How the set of n by n orthogonal matrices forms a lie group.

Preface: This article is the beginning of a series of articles about random parts about math that I find really cool.

I’ve always suspected that algebra and differential topology were somehow connected in some way, (after all, a lot of fields in Math are like this) but I’ve personally done any math which integrates algebra and differential topology so seamlessly. This is why when I encountered this in Differential Topology by Victor Guillemin and Allan Pollack, it blew my mind. This is why I wanted to write this article to showcase the relationship between lie groups and orthogonal matrices.

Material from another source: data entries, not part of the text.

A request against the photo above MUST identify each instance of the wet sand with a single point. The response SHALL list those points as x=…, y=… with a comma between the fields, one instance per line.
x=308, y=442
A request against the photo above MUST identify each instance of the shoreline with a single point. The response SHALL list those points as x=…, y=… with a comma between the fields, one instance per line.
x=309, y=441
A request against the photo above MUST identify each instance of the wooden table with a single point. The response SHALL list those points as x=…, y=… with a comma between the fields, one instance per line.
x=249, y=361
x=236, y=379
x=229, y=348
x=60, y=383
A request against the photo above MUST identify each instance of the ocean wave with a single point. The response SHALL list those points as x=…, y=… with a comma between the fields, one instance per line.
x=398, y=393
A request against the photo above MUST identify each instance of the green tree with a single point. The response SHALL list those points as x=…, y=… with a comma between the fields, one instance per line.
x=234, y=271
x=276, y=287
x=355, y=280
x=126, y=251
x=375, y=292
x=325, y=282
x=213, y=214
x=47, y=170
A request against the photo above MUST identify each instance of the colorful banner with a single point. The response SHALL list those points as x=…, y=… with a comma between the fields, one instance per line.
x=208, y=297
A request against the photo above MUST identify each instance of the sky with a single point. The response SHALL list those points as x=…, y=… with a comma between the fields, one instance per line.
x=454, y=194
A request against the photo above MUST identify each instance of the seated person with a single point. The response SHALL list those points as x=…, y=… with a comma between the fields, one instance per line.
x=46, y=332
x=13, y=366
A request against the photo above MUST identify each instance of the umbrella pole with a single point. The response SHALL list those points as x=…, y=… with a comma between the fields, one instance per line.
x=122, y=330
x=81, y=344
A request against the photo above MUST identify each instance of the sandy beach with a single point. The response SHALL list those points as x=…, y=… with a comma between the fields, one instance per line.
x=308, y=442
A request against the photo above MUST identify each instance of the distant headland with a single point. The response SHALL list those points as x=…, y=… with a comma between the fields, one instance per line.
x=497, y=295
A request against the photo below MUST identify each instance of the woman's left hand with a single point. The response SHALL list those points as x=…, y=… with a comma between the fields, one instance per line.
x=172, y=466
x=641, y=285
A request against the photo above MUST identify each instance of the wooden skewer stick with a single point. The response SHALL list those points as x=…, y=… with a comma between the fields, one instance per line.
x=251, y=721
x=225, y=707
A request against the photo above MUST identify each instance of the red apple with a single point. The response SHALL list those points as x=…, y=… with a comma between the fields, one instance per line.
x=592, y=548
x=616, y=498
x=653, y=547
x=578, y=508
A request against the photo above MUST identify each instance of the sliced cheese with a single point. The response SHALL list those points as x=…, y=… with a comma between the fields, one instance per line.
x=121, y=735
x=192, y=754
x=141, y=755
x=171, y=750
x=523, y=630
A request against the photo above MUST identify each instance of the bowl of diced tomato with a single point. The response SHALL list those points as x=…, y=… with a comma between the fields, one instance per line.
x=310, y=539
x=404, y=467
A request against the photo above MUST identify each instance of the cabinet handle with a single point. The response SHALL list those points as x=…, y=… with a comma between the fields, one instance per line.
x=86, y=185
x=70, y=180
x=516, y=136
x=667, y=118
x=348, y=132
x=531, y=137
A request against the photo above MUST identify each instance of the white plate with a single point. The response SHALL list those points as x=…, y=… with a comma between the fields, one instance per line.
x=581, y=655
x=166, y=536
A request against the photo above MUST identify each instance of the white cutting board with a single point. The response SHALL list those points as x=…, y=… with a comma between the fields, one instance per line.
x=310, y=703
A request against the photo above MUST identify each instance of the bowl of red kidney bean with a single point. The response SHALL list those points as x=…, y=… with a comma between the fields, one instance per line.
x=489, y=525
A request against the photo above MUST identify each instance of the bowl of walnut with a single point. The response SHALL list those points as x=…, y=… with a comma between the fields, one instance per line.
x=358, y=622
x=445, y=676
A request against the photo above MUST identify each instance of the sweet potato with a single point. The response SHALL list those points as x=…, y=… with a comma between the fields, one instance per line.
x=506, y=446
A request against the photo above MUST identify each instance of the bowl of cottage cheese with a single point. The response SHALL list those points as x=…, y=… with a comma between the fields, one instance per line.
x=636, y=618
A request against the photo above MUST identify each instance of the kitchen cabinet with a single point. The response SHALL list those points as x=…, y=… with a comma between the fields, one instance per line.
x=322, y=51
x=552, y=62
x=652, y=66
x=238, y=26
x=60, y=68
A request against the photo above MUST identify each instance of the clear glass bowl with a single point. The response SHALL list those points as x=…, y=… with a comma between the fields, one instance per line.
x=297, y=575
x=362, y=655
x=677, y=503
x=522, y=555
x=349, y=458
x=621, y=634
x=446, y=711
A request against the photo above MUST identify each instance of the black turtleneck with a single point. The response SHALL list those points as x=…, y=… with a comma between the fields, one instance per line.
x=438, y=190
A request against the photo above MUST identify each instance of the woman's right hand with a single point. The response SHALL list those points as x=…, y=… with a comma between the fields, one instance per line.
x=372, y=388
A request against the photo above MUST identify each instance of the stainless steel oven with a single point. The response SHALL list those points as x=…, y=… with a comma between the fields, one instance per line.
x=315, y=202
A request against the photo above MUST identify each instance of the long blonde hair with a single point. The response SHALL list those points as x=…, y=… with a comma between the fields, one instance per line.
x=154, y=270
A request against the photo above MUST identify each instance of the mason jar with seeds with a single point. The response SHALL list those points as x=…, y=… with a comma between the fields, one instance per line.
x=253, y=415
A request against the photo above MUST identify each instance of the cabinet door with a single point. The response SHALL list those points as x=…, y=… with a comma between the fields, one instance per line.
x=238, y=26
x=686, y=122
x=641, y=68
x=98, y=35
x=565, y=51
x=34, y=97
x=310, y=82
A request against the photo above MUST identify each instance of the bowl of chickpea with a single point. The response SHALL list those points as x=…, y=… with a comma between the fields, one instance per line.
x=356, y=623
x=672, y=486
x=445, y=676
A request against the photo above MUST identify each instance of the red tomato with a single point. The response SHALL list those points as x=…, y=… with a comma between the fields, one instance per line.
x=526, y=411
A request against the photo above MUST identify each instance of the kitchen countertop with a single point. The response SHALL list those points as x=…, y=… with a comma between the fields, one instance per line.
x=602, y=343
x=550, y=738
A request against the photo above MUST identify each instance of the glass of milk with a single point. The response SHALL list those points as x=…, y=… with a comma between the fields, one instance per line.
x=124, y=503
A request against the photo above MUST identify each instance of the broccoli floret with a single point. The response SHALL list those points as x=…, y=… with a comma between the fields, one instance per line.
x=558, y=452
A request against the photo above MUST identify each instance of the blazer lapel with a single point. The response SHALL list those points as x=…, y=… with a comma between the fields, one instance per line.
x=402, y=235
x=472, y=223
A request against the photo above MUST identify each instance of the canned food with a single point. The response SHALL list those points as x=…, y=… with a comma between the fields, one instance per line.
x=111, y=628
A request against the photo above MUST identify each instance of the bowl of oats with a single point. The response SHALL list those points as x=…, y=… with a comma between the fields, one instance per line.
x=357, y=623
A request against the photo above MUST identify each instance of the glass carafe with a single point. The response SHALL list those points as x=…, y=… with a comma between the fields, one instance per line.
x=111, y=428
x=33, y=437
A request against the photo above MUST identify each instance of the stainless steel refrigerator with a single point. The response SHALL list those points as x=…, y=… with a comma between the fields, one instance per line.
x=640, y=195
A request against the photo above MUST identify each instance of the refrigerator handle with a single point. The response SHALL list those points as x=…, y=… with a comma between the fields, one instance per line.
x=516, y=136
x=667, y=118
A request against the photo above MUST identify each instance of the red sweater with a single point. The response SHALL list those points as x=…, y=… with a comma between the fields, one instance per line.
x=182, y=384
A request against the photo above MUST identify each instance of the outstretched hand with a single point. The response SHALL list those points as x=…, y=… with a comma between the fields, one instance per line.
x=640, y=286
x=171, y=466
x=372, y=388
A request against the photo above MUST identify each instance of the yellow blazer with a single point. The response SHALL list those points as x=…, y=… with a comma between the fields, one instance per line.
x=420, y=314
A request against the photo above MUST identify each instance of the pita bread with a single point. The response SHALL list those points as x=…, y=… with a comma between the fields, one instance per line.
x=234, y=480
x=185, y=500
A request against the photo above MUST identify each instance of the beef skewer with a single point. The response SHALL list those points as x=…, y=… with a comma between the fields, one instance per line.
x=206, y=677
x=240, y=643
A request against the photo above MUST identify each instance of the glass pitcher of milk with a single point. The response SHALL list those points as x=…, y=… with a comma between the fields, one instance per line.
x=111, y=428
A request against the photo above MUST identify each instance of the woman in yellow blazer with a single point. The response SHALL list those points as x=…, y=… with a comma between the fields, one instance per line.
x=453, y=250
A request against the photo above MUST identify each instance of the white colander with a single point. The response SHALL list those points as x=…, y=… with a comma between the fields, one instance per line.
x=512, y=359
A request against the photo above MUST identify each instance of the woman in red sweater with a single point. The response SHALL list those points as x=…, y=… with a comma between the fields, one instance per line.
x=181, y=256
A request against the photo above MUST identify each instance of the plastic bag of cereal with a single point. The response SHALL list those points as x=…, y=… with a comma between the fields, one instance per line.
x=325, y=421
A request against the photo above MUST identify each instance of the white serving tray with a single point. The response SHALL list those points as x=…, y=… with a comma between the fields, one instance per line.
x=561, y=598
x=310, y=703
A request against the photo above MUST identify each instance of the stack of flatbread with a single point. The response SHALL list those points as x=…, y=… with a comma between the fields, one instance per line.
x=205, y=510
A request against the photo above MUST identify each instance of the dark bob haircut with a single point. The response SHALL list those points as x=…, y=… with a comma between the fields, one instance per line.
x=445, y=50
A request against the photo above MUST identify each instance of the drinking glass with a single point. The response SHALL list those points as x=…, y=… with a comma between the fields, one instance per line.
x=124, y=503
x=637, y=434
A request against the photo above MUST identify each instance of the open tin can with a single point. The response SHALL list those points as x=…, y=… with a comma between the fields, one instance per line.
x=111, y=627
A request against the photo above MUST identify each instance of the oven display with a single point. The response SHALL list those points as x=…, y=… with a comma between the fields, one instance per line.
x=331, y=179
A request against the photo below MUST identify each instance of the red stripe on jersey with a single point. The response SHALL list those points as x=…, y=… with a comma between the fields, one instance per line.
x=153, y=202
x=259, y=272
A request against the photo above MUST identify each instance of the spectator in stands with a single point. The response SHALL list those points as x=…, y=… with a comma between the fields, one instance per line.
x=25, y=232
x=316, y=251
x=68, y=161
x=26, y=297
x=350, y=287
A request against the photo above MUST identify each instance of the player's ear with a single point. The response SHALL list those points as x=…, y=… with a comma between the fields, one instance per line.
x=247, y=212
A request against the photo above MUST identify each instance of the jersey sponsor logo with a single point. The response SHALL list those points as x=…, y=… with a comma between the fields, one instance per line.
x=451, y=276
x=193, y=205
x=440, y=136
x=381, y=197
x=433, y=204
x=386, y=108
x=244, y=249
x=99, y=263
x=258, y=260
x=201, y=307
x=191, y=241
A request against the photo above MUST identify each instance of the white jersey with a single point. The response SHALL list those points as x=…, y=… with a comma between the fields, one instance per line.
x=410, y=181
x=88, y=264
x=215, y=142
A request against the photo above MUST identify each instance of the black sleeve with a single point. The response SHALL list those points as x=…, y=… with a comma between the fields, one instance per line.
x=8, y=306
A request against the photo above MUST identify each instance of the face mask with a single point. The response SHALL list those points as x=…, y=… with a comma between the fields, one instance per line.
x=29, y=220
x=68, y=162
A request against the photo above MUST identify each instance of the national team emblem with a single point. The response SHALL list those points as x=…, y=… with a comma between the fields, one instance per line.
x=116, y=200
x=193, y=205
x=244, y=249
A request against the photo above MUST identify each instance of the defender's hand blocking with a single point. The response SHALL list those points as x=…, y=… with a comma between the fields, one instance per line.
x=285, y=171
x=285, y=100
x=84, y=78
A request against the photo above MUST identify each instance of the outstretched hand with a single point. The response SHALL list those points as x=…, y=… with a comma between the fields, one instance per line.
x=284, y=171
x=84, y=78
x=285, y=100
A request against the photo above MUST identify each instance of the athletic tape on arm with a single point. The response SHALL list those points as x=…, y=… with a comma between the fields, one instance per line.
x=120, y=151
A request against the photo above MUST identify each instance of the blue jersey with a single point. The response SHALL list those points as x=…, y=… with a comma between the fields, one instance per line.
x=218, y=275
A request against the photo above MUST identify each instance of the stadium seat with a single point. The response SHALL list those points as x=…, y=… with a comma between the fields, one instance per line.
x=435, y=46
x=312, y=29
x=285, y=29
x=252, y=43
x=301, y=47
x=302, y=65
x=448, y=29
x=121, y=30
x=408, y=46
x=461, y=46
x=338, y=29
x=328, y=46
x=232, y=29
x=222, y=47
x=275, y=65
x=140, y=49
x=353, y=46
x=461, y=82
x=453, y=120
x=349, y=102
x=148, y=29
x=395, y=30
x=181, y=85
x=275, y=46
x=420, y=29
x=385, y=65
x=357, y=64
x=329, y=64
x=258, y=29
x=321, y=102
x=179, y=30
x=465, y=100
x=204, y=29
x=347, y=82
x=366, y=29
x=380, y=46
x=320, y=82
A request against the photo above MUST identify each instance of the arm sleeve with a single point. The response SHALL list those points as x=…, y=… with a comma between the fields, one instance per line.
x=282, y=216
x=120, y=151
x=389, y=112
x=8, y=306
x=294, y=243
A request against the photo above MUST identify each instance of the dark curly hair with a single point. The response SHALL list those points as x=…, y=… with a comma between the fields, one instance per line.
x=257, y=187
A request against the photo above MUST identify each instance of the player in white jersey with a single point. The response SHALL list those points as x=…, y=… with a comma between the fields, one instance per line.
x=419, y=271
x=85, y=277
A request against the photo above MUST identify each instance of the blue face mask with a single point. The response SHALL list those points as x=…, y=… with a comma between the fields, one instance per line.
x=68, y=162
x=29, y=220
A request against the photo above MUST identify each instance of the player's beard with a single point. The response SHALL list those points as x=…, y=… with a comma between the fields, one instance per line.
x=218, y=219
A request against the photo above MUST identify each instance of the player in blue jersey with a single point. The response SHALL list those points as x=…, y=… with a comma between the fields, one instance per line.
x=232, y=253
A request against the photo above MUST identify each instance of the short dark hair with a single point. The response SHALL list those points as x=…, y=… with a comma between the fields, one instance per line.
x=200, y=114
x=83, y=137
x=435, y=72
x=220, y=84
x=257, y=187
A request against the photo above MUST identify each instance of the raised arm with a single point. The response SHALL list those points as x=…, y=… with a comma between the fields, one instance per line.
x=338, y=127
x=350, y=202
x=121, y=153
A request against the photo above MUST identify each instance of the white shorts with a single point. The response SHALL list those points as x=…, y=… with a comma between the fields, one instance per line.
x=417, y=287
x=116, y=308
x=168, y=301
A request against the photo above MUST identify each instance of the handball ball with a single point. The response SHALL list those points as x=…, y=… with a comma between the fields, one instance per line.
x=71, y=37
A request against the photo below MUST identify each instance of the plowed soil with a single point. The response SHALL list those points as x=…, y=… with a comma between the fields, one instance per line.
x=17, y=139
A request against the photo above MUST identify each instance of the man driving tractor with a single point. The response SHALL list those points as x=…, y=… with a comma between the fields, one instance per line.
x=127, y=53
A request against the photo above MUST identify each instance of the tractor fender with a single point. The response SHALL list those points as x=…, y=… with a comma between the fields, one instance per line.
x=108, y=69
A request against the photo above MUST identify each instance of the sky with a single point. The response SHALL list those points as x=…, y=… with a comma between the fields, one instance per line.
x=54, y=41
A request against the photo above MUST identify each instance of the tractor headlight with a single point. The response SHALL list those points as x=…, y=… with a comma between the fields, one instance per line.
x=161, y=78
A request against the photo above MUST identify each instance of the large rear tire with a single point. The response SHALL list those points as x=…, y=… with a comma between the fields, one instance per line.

What is an Orthogonal Matrix?

Consider the rotation matrix \( R(\theta) \) in \(\mathbb{R}^2\). This is a matrix/transformation which is distance preserving. I mean, ‘distance preserving’ in the same sense of the functions that one would use to apply a change of variables in an integral. If we generalize this notion of linear maps which are distance preserving, we obtain the idea of an orthogonal matrix. For example, in order for a matrix \(Q\) to be distance preserving, we can say that it needs to preserve the dot product, so, we can say that if \(Q\) is an \(n\times n\) dimensional matrix (i.e. a function \(\mathbb{R^n} \to \mathbb{R^n})\), then it must obey the following rule for \(u,v\in\mathbb{R}^n\): \[ u\cdot v = (Qu)\cdot(Qv)\] This implies an important result. For any \(v\in\mathbb{R}^n\), we have that: \[ v^{T}\cdot v = (Qv)^{T}\cdot(Qv) = (v^{T}Q^{T})(Qv) = v^{T}(Q^{T}Q)v \] which implies that \(Q^{T}Q = I\) or in other words: \(Q^{T} = Q^{-1}\). Thus, we can just define orthogonal matrices as matrices whose inverse is equal to its transpose.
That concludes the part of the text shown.